De modo que estoy en contra del edadismo. Y, por añadidura, siempre he pensado que cambiar de ideas a lo largo del tiempo no sólo no tiene por qué ser una muestra de falta de criterio o una forma de venderse, sino que, por el contrario, suele ser síntoma de una inteligencia analítica y honesta. La vida te va enseñando, y lo lógico y decente es aprender de los errores. Todo esto viene al hilo de los escándalos protagonizados recientemente por personas de edad que, de pronto, dan bandazos ideológicos o dicen cosas que algunos tachan de sandeces. Desde Joaquín Leguina apoyando a Díaz Ayuso el año pasado, Ramón Tamames siendo candidato de Vox, Amelia Valcárcel alabando a Feijóo, Xavier Trias sosteniendo que el PSOE tramó el golpe del 23-F o Alfonso Guerra soltando rubialadas (neologismo que propongo de ahora en adelante como sinónimo de machistadas). Ahora bien, aquí hay que decir algo esencial, y es que, por lo general, esos cambios políticos nos parecen patéticos si era alguien “nuestro” que se aleja de lo que pensamos, pero si se trata de un individuo que viene del otro lado y que ahora apoya nuestras ideas, solemos contemplarlo con fina simpatía y deducir que por fin ha visto la luz, como san Pablo. Así de poco objetiva es la razón humana.

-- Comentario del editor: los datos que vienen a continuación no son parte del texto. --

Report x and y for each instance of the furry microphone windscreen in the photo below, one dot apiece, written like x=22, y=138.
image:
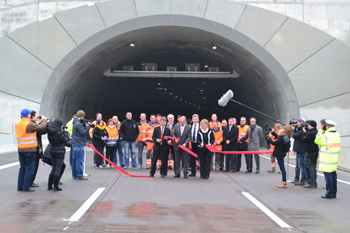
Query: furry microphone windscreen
x=225, y=98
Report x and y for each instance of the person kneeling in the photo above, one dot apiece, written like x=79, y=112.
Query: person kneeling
x=282, y=146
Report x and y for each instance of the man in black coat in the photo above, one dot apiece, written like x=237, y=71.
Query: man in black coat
x=311, y=154
x=160, y=148
x=230, y=136
x=183, y=132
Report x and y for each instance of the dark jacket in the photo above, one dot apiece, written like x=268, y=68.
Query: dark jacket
x=232, y=136
x=129, y=131
x=97, y=135
x=279, y=151
x=79, y=133
x=308, y=139
x=57, y=139
x=206, y=138
x=157, y=135
x=298, y=144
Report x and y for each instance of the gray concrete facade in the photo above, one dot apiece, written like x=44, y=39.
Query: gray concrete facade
x=286, y=62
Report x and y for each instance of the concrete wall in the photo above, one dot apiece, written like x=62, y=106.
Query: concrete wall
x=316, y=62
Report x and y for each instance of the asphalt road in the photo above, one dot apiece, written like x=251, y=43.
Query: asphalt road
x=170, y=205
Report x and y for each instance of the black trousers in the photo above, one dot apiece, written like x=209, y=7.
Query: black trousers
x=248, y=160
x=194, y=159
x=205, y=157
x=110, y=153
x=310, y=164
x=161, y=155
x=331, y=183
x=36, y=166
x=178, y=154
x=98, y=159
x=228, y=159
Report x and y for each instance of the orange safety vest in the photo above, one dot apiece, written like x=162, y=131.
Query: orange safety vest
x=243, y=132
x=112, y=133
x=274, y=139
x=218, y=139
x=24, y=139
x=142, y=131
x=149, y=132
x=211, y=125
x=92, y=128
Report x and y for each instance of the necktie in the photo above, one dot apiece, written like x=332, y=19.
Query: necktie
x=194, y=133
x=161, y=135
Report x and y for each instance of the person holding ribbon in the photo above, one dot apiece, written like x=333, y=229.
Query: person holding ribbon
x=205, y=137
x=182, y=131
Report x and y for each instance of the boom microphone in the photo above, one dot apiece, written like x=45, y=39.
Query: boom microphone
x=225, y=98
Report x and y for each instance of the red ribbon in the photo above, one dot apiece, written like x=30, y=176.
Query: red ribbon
x=213, y=149
x=182, y=147
x=113, y=164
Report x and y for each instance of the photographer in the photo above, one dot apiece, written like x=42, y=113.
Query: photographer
x=80, y=128
x=58, y=137
x=298, y=147
x=311, y=154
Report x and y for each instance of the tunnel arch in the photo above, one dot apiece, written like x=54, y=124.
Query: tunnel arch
x=33, y=59
x=259, y=70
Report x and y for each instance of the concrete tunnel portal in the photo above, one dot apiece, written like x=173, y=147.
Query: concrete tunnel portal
x=84, y=85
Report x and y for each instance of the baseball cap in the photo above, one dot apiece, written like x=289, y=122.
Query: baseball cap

Mi intención no es criticar aquí a las personas que he mencionado, sino hablar de lo que la edad nos hace. Reivindico la vejez lúcida, ese maravilloso estado que une la experiencia con el pensamiento y que nos regala verdaderos sabios, como José Luis Sampedro, Emilio Lledó, mi maestra Ursula K. Le Guin y tantos otros. Pero la vejez lúcida exige mucha honestidad, mucho esfuerzo y también suerte. Detesto el injusto edadismo, pero la edad, por sí sola, tampoco te hace necesariamente más listo. De hecho, puedes sufrir severos quebrantos. En 1993 entrevisté a Margaret Thatcher y me preparé a conciencia, temerosa de su capacidad dialéctica: no en vano había sido la voz política más influyente (y demoledora) de la segunda mitad del siglo XX. Pero nuestra charla me decepcionó; me pareció una abuela de mente alicorta. Cuando, mucho después, se supo que sufría alzhéimer, comprendí que ya estaba tocada cuando la entrevisté, aunque aún no estuviera diagnosticada. Esas cosas suceden, y apena que gente con una trayectoria pública acabe siendo secuestrada por su deterioro. Por otro lado, y sin llegar a estos extremos trágicos, hay personas que, con la edad, van perdiendo parte del autocontrol que antes mantenían en sociedad, de modo que emerge más claramente lo que siempre fueron y antes ocultaron, sus machismos, narcisismos, vanidades, ambiciones desatadas. Todas esas cochambres que a lo mejor disimularon o incluso combatieron de más jóvenes. Resumiendo: la vejez es una etapa heroica y hay que remar mucho para navegarla con dignidad.